Мне нужно будет поговорить с Руби позже. Когда мы будем наедине, когда Джемма будет пить где-нибудь в другом месте или слишком увлечется алкоголем, чтобы обращать на нас внимание.
* * *
Я окинула глазами «Гринхаус», переводя взгляд со студентов на профессоров. Все принаряженные, взрослые. Ведут важные дискуссии о политике или химии. Весь атриум был превращен в один большой зал для коктейль-пати, вместо диванов здесь стояли барные столики и причудливые сосуды с шампанским.

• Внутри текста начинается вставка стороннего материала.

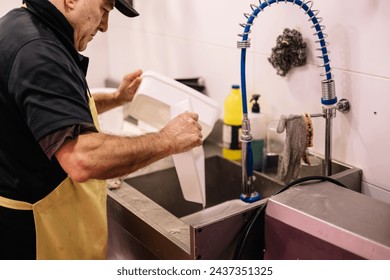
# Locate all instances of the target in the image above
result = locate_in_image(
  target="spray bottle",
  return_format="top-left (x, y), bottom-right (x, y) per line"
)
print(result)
top-left (248, 94), bottom-right (267, 171)
top-left (222, 85), bottom-right (243, 160)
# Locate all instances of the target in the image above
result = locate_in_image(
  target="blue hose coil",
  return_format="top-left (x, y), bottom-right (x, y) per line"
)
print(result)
top-left (240, 0), bottom-right (337, 203)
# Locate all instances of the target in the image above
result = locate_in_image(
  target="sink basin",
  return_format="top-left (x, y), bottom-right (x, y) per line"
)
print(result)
top-left (107, 155), bottom-right (361, 259)
top-left (125, 156), bottom-right (282, 218)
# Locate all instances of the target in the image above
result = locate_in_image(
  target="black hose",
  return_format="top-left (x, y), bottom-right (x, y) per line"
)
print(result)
top-left (233, 176), bottom-right (347, 260)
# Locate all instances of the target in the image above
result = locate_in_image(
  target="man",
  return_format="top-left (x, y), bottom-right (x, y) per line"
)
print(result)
top-left (0, 0), bottom-right (202, 259)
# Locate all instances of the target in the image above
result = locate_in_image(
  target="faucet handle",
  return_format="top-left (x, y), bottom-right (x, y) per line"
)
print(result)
top-left (336, 98), bottom-right (351, 113)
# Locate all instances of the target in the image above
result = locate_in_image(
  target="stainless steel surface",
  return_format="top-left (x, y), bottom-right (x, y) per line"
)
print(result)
top-left (337, 98), bottom-right (351, 113)
top-left (108, 140), bottom-right (361, 259)
top-left (324, 109), bottom-right (333, 176)
top-left (241, 114), bottom-right (257, 198)
top-left (265, 183), bottom-right (390, 260)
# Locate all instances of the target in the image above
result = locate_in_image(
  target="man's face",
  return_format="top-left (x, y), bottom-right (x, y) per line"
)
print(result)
top-left (71, 0), bottom-right (115, 51)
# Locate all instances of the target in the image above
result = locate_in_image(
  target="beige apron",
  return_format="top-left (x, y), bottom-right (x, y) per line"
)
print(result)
top-left (0, 97), bottom-right (108, 259)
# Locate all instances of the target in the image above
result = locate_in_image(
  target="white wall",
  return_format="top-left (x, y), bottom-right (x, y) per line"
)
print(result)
top-left (0, 0), bottom-right (108, 87)
top-left (0, 0), bottom-right (390, 203)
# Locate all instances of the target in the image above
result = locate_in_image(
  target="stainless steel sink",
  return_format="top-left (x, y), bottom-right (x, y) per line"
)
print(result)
top-left (108, 152), bottom-right (361, 259)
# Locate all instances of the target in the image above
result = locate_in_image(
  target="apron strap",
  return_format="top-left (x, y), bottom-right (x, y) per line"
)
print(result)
top-left (0, 196), bottom-right (33, 210)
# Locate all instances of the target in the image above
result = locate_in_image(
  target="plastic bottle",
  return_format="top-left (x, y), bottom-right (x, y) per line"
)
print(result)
top-left (222, 85), bottom-right (243, 160)
top-left (248, 94), bottom-right (267, 171)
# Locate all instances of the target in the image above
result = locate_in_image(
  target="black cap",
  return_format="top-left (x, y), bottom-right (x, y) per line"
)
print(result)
top-left (115, 0), bottom-right (139, 17)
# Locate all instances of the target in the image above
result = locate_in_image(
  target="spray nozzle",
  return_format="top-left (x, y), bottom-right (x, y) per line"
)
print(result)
top-left (250, 94), bottom-right (261, 113)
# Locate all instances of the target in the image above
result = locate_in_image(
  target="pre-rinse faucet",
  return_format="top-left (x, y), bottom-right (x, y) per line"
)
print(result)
top-left (237, 0), bottom-right (350, 202)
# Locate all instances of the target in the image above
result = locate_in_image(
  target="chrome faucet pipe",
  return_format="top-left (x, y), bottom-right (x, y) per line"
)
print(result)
top-left (240, 114), bottom-right (260, 202)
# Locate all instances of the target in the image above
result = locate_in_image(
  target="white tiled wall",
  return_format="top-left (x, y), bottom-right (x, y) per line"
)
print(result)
top-left (0, 0), bottom-right (390, 203)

Я стояла вместе с Джеммой и Халедом. Уголком глаза заметила на другой стороне помещения Руби и Джона, отмечая, насколько ближе друг другу они стали за лето, с каким болезненным обожанием смотрит на него Руби. Она прилипла к нему, не уделяя мне ни малейшего внимания. Всматривалась в Джона, определяя, когда нужно подать ему новый бокал. Изо всех сил смеялась над каждой его идиотской шуткой или замечанием относительно окружающих. Хуже всего было то, что, когда он приходил в ее комнату по вечерам, она включала его любимую музыку. Это всегда был ужасный стиль техно. Дни мягкого акустик-попа давно миновали. Увлечения Джона сделались увлечениями Руби. Ее жизнь стала его жизнью. Он высосал ее досуха, выпив из ее тела всю жизнь и всю личность. Робот – вот и все, что от нее осталось.

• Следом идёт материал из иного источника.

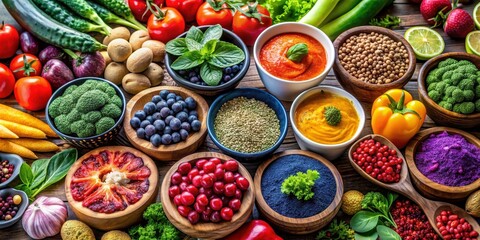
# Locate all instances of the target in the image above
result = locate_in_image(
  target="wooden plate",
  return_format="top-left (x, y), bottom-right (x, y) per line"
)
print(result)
top-left (160, 152), bottom-right (255, 239)
top-left (123, 86), bottom-right (208, 161)
top-left (254, 150), bottom-right (343, 234)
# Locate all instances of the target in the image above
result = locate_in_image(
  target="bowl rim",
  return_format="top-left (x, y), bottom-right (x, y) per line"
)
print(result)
top-left (0, 152), bottom-right (24, 189)
top-left (417, 52), bottom-right (480, 119)
top-left (45, 77), bottom-right (127, 141)
top-left (252, 22), bottom-right (337, 84)
top-left (253, 149), bottom-right (344, 223)
top-left (333, 26), bottom-right (417, 90)
top-left (164, 25), bottom-right (250, 91)
top-left (290, 85), bottom-right (366, 148)
top-left (207, 88), bottom-right (288, 158)
top-left (405, 127), bottom-right (480, 193)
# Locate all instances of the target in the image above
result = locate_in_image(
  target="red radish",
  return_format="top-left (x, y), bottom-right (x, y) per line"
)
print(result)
top-left (443, 8), bottom-right (475, 38)
top-left (420, 0), bottom-right (452, 26)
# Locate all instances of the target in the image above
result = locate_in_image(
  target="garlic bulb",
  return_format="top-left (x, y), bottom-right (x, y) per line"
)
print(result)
top-left (22, 196), bottom-right (67, 239)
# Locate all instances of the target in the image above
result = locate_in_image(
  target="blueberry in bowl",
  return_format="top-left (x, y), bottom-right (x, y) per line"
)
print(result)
top-left (165, 25), bottom-right (250, 96)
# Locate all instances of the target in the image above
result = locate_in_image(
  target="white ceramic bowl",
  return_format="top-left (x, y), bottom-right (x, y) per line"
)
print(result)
top-left (253, 22), bottom-right (335, 101)
top-left (290, 86), bottom-right (365, 161)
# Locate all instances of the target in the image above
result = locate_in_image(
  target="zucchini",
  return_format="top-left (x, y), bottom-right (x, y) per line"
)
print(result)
top-left (57, 0), bottom-right (112, 35)
top-left (33, 0), bottom-right (108, 35)
top-left (86, 0), bottom-right (147, 30)
top-left (93, 0), bottom-right (146, 29)
top-left (2, 0), bottom-right (106, 52)
top-left (320, 0), bottom-right (393, 41)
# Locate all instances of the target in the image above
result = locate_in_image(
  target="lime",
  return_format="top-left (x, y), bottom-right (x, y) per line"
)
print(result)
top-left (405, 27), bottom-right (445, 60)
top-left (465, 31), bottom-right (480, 56)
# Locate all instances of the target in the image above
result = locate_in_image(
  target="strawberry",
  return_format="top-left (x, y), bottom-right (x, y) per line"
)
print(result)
top-left (443, 8), bottom-right (475, 38)
top-left (420, 0), bottom-right (452, 26)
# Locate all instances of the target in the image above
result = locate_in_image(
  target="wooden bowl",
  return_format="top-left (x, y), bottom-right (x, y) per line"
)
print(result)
top-left (333, 26), bottom-right (417, 102)
top-left (254, 150), bottom-right (343, 234)
top-left (405, 127), bottom-right (480, 201)
top-left (418, 52), bottom-right (480, 128)
top-left (65, 146), bottom-right (158, 231)
top-left (123, 86), bottom-right (208, 161)
top-left (160, 152), bottom-right (255, 239)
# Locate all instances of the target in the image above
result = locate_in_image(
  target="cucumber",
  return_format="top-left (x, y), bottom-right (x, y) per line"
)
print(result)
top-left (33, 0), bottom-right (108, 35)
top-left (2, 0), bottom-right (107, 52)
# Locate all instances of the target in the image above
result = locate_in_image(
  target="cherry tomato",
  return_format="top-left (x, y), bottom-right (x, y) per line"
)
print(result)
top-left (0, 63), bottom-right (15, 98)
top-left (197, 0), bottom-right (233, 29)
top-left (147, 7), bottom-right (185, 43)
top-left (166, 0), bottom-right (203, 22)
top-left (128, 0), bottom-right (164, 23)
top-left (10, 53), bottom-right (42, 79)
top-left (0, 21), bottom-right (20, 59)
top-left (232, 3), bottom-right (272, 46)
top-left (13, 76), bottom-right (52, 111)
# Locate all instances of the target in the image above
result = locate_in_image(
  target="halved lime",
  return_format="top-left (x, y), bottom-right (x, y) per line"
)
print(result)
top-left (465, 31), bottom-right (480, 56)
top-left (404, 27), bottom-right (445, 60)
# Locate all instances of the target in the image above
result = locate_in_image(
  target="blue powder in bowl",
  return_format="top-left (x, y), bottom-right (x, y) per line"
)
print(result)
top-left (261, 154), bottom-right (337, 218)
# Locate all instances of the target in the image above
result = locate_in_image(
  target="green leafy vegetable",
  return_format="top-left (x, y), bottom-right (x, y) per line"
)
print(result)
top-left (166, 24), bottom-right (245, 86)
top-left (281, 169), bottom-right (320, 200)
top-left (287, 43), bottom-right (308, 63)
top-left (15, 148), bottom-right (78, 199)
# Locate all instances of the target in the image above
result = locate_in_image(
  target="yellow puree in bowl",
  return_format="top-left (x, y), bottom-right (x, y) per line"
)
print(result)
top-left (295, 91), bottom-right (360, 144)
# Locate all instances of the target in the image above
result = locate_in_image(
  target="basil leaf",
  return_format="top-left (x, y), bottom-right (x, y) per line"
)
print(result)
top-left (165, 38), bottom-right (188, 56)
top-left (208, 41), bottom-right (245, 68)
top-left (350, 211), bottom-right (381, 233)
top-left (200, 63), bottom-right (222, 86)
top-left (287, 43), bottom-right (308, 63)
top-left (201, 24), bottom-right (223, 44)
top-left (170, 51), bottom-right (205, 70)
top-left (186, 26), bottom-right (203, 43)
top-left (32, 148), bottom-right (78, 197)
top-left (377, 225), bottom-right (402, 240)
top-left (19, 162), bottom-right (33, 186)
top-left (185, 38), bottom-right (202, 51)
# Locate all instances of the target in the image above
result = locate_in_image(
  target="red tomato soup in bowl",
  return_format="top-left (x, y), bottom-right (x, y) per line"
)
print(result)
top-left (260, 33), bottom-right (327, 81)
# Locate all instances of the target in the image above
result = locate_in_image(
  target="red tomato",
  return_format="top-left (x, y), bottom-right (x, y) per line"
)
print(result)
top-left (0, 63), bottom-right (15, 98)
top-left (13, 76), bottom-right (52, 111)
top-left (10, 53), bottom-right (42, 79)
top-left (166, 0), bottom-right (203, 22)
top-left (0, 22), bottom-right (20, 59)
top-left (128, 0), bottom-right (164, 23)
top-left (197, 0), bottom-right (233, 29)
top-left (232, 3), bottom-right (272, 46)
top-left (147, 7), bottom-right (185, 43)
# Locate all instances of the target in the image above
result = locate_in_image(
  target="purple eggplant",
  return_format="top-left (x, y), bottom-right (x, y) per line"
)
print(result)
top-left (42, 59), bottom-right (73, 89)
top-left (20, 31), bottom-right (40, 55)
top-left (38, 46), bottom-right (67, 64)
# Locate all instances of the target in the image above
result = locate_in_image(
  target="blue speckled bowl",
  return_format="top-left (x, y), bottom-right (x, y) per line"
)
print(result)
top-left (207, 88), bottom-right (288, 161)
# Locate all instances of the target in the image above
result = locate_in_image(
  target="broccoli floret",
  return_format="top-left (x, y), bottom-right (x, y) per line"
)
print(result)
top-left (452, 88), bottom-right (465, 103)
top-left (95, 117), bottom-right (115, 135)
top-left (428, 90), bottom-right (442, 102)
top-left (100, 103), bottom-right (122, 119)
top-left (48, 97), bottom-right (63, 118)
top-left (76, 89), bottom-right (106, 113)
top-left (82, 111), bottom-right (102, 124)
top-left (70, 120), bottom-right (95, 137)
top-left (53, 114), bottom-right (72, 134)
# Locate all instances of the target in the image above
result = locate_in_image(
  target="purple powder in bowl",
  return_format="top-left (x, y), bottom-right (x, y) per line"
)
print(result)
top-left (415, 131), bottom-right (480, 187)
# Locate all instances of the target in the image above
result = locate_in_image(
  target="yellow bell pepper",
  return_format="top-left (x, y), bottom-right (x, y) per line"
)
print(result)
top-left (372, 89), bottom-right (427, 148)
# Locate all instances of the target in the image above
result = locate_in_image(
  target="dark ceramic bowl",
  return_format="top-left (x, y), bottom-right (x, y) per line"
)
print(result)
top-left (0, 153), bottom-right (23, 189)
top-left (165, 26), bottom-right (250, 96)
top-left (45, 77), bottom-right (126, 148)
top-left (0, 188), bottom-right (28, 229)
top-left (207, 88), bottom-right (288, 161)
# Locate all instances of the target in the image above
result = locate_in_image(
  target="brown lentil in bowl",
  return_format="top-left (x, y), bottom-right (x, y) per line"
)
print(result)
top-left (338, 32), bottom-right (410, 84)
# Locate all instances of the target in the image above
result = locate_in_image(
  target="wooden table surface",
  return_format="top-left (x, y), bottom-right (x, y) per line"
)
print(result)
top-left (0, 0), bottom-right (480, 239)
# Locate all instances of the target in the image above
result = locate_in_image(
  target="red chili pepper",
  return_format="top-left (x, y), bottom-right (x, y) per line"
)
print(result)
top-left (224, 220), bottom-right (283, 240)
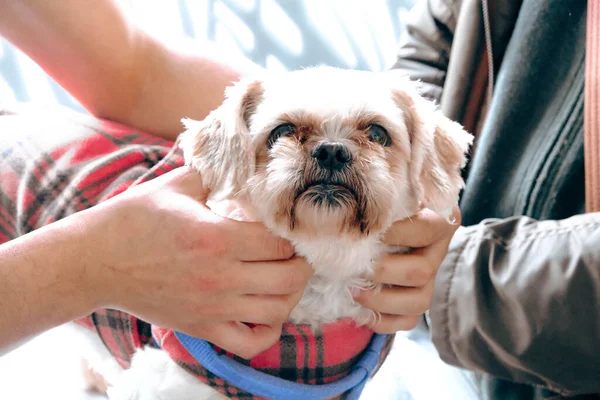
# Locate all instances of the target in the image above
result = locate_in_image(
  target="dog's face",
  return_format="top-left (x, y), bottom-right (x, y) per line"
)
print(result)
top-left (181, 67), bottom-right (472, 239)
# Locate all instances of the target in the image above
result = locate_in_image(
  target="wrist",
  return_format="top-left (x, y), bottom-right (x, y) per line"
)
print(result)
top-left (0, 209), bottom-right (99, 350)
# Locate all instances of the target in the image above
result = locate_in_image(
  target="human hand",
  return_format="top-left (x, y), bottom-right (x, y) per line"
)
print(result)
top-left (82, 168), bottom-right (312, 358)
top-left (355, 207), bottom-right (461, 333)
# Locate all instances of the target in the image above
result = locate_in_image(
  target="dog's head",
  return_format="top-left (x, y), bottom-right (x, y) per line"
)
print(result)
top-left (180, 67), bottom-right (472, 244)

Каким-то образом они продолжили встречаться все четыре года учебы в Хоторне. Я не думала, что такое возможно, однако они стали золотым стандартом отношений для всего колледжа. Казалось, чем дольше они остаются вместе, тем невозможнее делается их разрыв. За спиной их называли «старыми супругами». Если б Руби это услышала, ей понравилось бы. Она взяла на себя обязательство и носила его, словно почетную медаль. Джону, похоже, это тоже нравилось. Он любил быть лучшим во всем. Никто не мог разлучить их.
– Знаешь, Малин, – медленно произнесла Джемма, как будто что-то впервые осознавая, – мне кажется, что у тебя лицо отдыхающей стервы.

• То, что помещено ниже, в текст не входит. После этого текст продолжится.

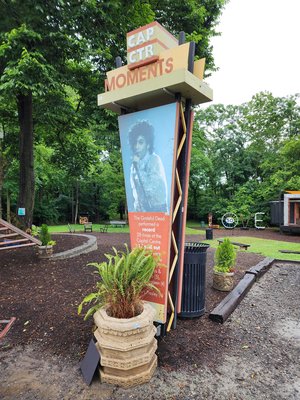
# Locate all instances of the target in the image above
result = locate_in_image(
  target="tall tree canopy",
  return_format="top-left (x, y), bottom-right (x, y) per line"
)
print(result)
top-left (189, 93), bottom-right (300, 225)
top-left (0, 0), bottom-right (225, 227)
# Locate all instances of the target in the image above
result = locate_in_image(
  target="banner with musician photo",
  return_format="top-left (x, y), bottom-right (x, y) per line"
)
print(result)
top-left (119, 103), bottom-right (179, 323)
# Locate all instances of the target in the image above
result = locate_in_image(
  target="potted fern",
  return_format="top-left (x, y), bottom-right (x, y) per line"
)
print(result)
top-left (37, 224), bottom-right (56, 258)
top-left (78, 246), bottom-right (159, 387)
top-left (213, 238), bottom-right (236, 292)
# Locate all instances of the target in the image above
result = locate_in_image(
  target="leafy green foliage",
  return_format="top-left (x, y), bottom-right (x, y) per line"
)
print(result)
top-left (214, 238), bottom-right (236, 272)
top-left (78, 246), bottom-right (159, 319)
top-left (192, 92), bottom-right (300, 225)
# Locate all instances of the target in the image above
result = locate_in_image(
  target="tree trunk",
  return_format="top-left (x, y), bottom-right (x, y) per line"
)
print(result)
top-left (17, 93), bottom-right (35, 228)
top-left (0, 138), bottom-right (4, 218)
top-left (6, 189), bottom-right (11, 223)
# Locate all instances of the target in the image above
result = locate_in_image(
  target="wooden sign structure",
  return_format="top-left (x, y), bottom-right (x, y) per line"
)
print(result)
top-left (98, 22), bottom-right (212, 333)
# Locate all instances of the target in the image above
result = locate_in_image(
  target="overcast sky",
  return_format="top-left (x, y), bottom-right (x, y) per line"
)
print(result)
top-left (206, 0), bottom-right (300, 104)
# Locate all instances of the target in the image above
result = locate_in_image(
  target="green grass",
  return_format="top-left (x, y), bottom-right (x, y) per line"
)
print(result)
top-left (49, 223), bottom-right (205, 235)
top-left (49, 222), bottom-right (300, 261)
top-left (203, 236), bottom-right (300, 261)
top-left (49, 223), bottom-right (129, 233)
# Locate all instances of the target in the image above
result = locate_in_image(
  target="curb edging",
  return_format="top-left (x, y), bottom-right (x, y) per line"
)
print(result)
top-left (51, 233), bottom-right (98, 260)
top-left (208, 257), bottom-right (275, 324)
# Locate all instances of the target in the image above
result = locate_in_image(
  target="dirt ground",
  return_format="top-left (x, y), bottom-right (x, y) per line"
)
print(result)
top-left (0, 230), bottom-right (300, 400)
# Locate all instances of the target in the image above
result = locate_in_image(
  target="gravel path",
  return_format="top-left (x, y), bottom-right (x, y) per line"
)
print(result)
top-left (0, 263), bottom-right (300, 400)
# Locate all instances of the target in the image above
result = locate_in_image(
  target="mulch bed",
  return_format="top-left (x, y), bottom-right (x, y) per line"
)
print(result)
top-left (0, 230), bottom-right (300, 370)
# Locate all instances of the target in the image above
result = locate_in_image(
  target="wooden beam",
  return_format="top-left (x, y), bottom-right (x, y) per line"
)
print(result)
top-left (209, 274), bottom-right (256, 324)
top-left (0, 239), bottom-right (28, 246)
top-left (0, 242), bottom-right (37, 251)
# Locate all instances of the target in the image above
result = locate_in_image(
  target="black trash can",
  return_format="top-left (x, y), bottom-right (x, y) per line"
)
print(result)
top-left (178, 243), bottom-right (209, 318)
top-left (205, 228), bottom-right (214, 240)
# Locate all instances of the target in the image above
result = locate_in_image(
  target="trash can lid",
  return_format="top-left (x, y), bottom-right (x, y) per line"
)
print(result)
top-left (184, 242), bottom-right (210, 253)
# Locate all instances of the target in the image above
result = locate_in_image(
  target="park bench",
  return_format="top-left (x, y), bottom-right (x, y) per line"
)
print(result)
top-left (109, 221), bottom-right (126, 228)
top-left (99, 224), bottom-right (108, 233)
top-left (84, 222), bottom-right (93, 232)
top-left (218, 239), bottom-right (250, 250)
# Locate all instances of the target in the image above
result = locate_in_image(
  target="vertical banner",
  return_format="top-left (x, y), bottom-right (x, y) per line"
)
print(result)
top-left (119, 103), bottom-right (179, 323)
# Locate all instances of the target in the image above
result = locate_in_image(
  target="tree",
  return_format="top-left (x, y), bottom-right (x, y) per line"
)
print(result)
top-left (0, 0), bottom-right (225, 227)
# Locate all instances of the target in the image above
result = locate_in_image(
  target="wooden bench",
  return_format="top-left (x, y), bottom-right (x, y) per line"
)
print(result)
top-left (84, 222), bottom-right (93, 232)
top-left (109, 221), bottom-right (126, 228)
top-left (99, 224), bottom-right (108, 233)
top-left (218, 239), bottom-right (250, 250)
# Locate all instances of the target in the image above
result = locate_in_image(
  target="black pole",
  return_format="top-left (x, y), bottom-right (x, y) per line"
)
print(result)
top-left (178, 31), bottom-right (185, 46)
top-left (172, 42), bottom-right (195, 329)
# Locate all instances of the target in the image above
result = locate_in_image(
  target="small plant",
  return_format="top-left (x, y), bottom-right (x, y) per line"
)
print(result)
top-left (214, 238), bottom-right (236, 272)
top-left (78, 245), bottom-right (159, 319)
top-left (38, 224), bottom-right (56, 246)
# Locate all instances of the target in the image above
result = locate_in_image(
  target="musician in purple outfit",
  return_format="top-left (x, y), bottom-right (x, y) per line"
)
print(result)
top-left (129, 120), bottom-right (168, 213)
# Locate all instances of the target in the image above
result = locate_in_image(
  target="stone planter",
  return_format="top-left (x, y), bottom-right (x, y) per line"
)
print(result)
top-left (213, 271), bottom-right (234, 292)
top-left (94, 303), bottom-right (157, 387)
top-left (38, 245), bottom-right (53, 258)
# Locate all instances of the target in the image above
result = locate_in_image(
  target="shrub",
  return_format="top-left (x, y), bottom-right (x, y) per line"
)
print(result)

– Что? – спросила я, переключая внимание на нее. «Лицо отдыхающей стервы» – это не было похоже на комплимент.
Халед всмотрелся в меня и склонил голову в знак согласия.
– Да, ты знаешь, Джем права, – сказал он.
Я неспешно сделала глоток шампанского, пузырьки защипали мне язык. Сегодня я могла позволить себе один бокал.
– Это потому, что, когда расслабляешься, ты не улыбаешься, – попыталась объяснить Джемма. – И тогда у тебя становится такое лицо, ну, знаешь, как будто ты ненавидишь всех и всё вокруг.
Она одним глотком допила свое шампанское. За эти годы Джемма не стала пить меньше.
– Но ты все равно суперчеткая, не волнуйся, – добавил Халед.
– Это радует, – сказала я ровным тоном и попыталась улыбнуться.
Они оба засмеялись. Кожа на лице Халеда была одновременно мягкой и сухой, и когда это лицо растягивалось в улыбке, то самой примечательной его особенностью становился яркий белый блеск зубов. Каким-то образом он ухитрился подрасти за лето и в костюме с галстуком смотрелся совсем взрослым. Я гадала, как прошла его практика в «Масс дженерал»[12].
– Вот за что я тебя и люблю, – заявила Джемма, потом поднялась на носочки и поцеловала меня в щеку.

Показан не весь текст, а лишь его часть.